A second source close to the situation said Mayer would try
to get Levinsohn to stay with the company.
“He’s not happy but he’s also not shocked given how the
process had been dragging out,” another source close to the company told
Reuters.
“Whether Ross stays or not depends on the chemistry with
Mayer and the commitment the company is willing to make to media. He won’t lack
for opportunities.”
Leading woman
Mayer joins Yahoo as something of a celebrity, having
already established herself as one of Silicon Valley’s leading women.
In April,
Walmart Stores nominated Mayer to its board of directors. One Google insider
described Mayer as being very intense and “intellectually impressive”, though
she could sometimes ruffle feathers.
“She does very little on an emotional, gut-level feel and
lets the numbers speak for themselves,” said the insider, who worked for years
with Mayer.
“She can be difficult and she can be stubborn, particularly when
she has the data to support the facts of her argument.”

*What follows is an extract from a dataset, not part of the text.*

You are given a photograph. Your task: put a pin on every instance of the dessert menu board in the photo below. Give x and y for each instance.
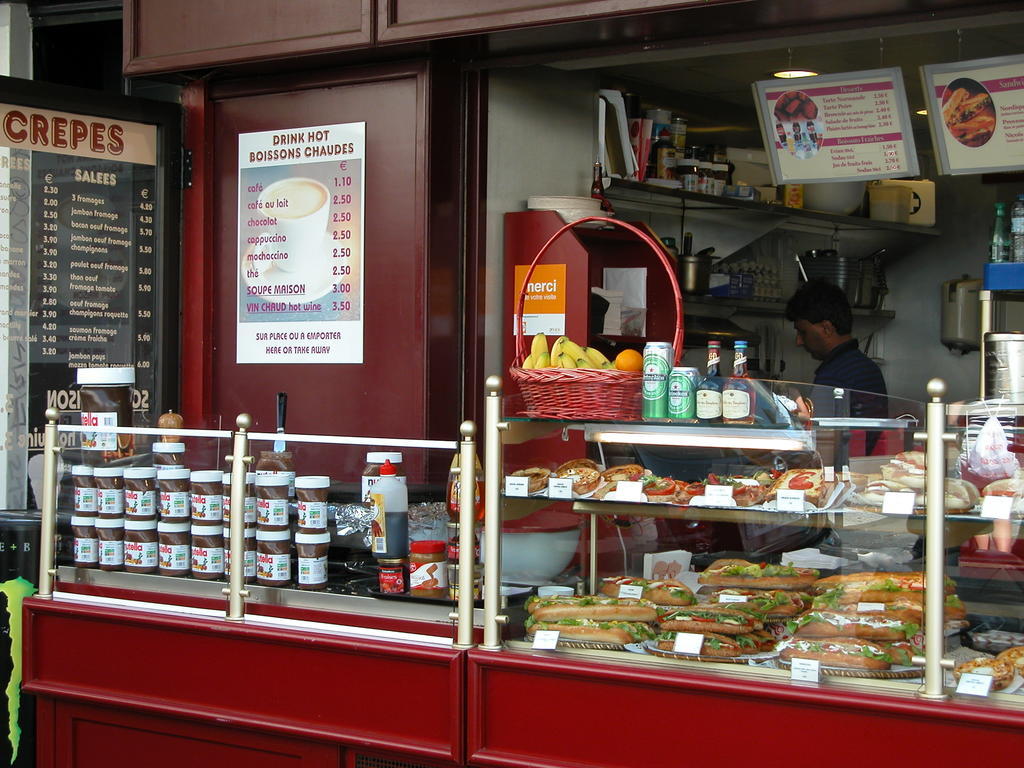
(853, 126)
(300, 245)
(78, 246)
(976, 114)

A self-described “geek” with a Masters in computer science
from Stanford, Mayer has frequently championed bringing more women into tech.
But nor has she been shy about discussing her sense of style
- and her love for all things Oscar de la Renta.
Mayer is known for hosting parties - from intimate literary
salons in her Four Seasons penthouse in San Francisco to Christmas bashes at
her home in Silicon Valley near the Googleplex - and is a regular on society
pages, especially after her wedding to real estate investor Zachary Bogue in
2009.
In 2010, the couple hosted a $30 000-a-plate fundraiser
dinner for President Obama at Mayer’s Palo Alto home.
And late last year, Mayer became an internet meme after she
was filmed dancing to an MC Hammer beat in a YouTube video made to support San
Francisco Mayor Ed Lee’s election effort.